Miraç gecesinde beş vakit namaz farz kılındı, Allah'a şirk koşmayanların bağışlanacağı müjdesi verildi ve "Amenerrasulü" diye başlayan Bakara Suresi'nin son iki ayeti vahyedildi.
Ayrıca bu gece Allah, Hazreti Muhammed'e İsra Suresi'nde de yer alan insanın yaşama hakkını, şeref ve haysiyetini korumayı, toplumun huzur ve güvenini sağlamayı amaçlayan ahlak ve fazilet düsturlarını bildirdi.
Müslümanlara Miraç Kandili'nde, namaz borcu olanların kılabildiklerince namaz kılması, namaz borcu olmayanların ise nafile namaz kılması, Kur'an-ı Kerim okuması, istiğfar ve dua etmesi tavsiye ediliyor.
Diyanet İşleri Başkanlığı Din İşleri Yüksek Kurulu Uzmanı Halil Kılıç, AA muhabirine yaptığı açıklamada, "İsra" olayı sırasında Hazreti Muhammed'in eşsiz yolculuğunun ilk durağı olan Mescid-i Aksa'da peygamberler topluluğuna namaz kıldırdığını ifade etti.
Hazreti Muhammed'in "Miraç" olayında ise göğün her bir tabakasında peygamberlerle görüştüğünü, cennet ve cehennemin de yine bu sırada gösterildiğini aktaran Kılıç, Hazreti Muhammed'in bu kutlu yolculuktan bazı hediyelerle ümmetine döndüğünü söyledi.

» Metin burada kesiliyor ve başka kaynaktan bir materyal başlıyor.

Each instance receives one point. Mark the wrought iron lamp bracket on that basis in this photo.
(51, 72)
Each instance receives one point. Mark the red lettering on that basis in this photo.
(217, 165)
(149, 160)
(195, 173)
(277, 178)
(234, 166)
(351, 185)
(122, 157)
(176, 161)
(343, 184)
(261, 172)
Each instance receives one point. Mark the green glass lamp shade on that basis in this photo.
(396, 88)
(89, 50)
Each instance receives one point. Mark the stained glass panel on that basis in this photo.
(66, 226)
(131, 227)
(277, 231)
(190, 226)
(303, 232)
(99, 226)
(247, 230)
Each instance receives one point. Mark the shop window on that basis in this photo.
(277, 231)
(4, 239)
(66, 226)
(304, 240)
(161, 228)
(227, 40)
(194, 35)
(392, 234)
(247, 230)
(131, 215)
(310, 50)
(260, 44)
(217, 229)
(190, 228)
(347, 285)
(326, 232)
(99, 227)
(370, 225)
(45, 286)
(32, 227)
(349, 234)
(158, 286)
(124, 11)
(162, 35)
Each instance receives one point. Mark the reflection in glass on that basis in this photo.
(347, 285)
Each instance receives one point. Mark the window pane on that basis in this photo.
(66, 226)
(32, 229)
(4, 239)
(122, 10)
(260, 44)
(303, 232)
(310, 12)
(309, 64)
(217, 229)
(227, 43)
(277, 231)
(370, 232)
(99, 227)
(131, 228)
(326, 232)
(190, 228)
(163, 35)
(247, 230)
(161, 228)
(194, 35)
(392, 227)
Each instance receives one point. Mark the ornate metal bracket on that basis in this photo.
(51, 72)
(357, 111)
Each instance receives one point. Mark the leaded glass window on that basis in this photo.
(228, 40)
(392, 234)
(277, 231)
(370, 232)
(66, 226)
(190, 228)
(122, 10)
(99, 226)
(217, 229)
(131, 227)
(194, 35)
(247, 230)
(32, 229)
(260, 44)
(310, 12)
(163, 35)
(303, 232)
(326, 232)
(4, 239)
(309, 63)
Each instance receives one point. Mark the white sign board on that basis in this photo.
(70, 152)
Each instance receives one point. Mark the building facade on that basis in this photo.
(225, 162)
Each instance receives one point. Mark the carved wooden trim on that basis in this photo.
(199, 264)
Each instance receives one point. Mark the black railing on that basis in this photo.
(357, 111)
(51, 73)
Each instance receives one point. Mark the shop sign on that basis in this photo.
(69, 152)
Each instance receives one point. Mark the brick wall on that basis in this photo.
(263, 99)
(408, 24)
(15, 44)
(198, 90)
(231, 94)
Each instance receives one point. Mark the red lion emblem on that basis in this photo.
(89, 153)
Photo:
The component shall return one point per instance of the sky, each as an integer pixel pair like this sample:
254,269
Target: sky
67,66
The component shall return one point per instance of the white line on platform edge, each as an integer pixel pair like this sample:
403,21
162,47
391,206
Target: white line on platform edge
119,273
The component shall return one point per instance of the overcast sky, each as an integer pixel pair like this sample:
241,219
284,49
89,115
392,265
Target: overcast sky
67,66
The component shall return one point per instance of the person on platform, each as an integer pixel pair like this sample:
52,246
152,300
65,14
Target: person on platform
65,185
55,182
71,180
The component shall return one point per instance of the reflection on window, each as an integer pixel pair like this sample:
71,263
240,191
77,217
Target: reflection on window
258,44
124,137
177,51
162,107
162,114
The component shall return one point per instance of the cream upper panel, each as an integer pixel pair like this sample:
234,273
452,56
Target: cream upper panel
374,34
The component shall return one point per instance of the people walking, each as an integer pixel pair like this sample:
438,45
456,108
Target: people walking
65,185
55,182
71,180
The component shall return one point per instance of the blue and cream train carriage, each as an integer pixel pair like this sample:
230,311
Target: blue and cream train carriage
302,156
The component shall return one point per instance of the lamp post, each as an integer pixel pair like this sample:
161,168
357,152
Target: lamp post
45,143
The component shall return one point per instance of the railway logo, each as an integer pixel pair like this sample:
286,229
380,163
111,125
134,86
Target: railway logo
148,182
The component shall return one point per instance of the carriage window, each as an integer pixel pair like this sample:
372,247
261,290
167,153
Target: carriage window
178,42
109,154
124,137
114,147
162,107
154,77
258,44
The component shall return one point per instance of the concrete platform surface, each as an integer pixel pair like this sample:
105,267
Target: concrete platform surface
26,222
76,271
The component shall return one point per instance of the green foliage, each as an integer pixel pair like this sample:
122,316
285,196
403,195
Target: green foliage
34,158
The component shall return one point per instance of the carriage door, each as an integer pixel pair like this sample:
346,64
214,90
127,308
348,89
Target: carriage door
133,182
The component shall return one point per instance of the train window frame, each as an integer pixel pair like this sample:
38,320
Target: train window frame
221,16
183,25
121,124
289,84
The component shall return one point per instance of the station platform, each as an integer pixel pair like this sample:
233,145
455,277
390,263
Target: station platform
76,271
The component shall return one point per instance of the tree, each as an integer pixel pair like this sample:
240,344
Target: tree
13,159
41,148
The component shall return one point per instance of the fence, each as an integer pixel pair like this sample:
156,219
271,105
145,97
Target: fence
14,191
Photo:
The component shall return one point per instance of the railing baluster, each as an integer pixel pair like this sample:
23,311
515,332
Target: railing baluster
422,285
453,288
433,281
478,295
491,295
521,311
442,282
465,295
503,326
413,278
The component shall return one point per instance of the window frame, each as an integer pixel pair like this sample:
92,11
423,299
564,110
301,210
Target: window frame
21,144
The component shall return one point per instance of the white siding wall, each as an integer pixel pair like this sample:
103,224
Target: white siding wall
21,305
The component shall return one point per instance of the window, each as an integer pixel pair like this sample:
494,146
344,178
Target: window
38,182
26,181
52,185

Kılıç, İsra ve Miraç mucizesindeki Müslümanlara yönelik derslere değinerek, şunları kaydetti:
"Mekke ve Taif'in ileri gelenlerinin Hazreti Peygamber'e sırt çevirdiği bir zamanda Yüce Allah, İsra ve Miraç mucizesini yaşatmak suretiyle elçisini yalnız bırakmadığını ve onu destekleyeceğini göstermiştir. İşte bu noktada müminlere düşen ilk vazife Amenerrasulü'de bildirildiği üzere 'Allah ne güzel dosttur. O ne güzel yardımcıdır.' demek ve en zor zamanlarında bile sabrederek ve mücadele azmini kaybetmeyerek Allah'ın kendileriyle beraber olduğuna ve yardımını onlardan esirgemeyeceğine yürekten inanmaktır."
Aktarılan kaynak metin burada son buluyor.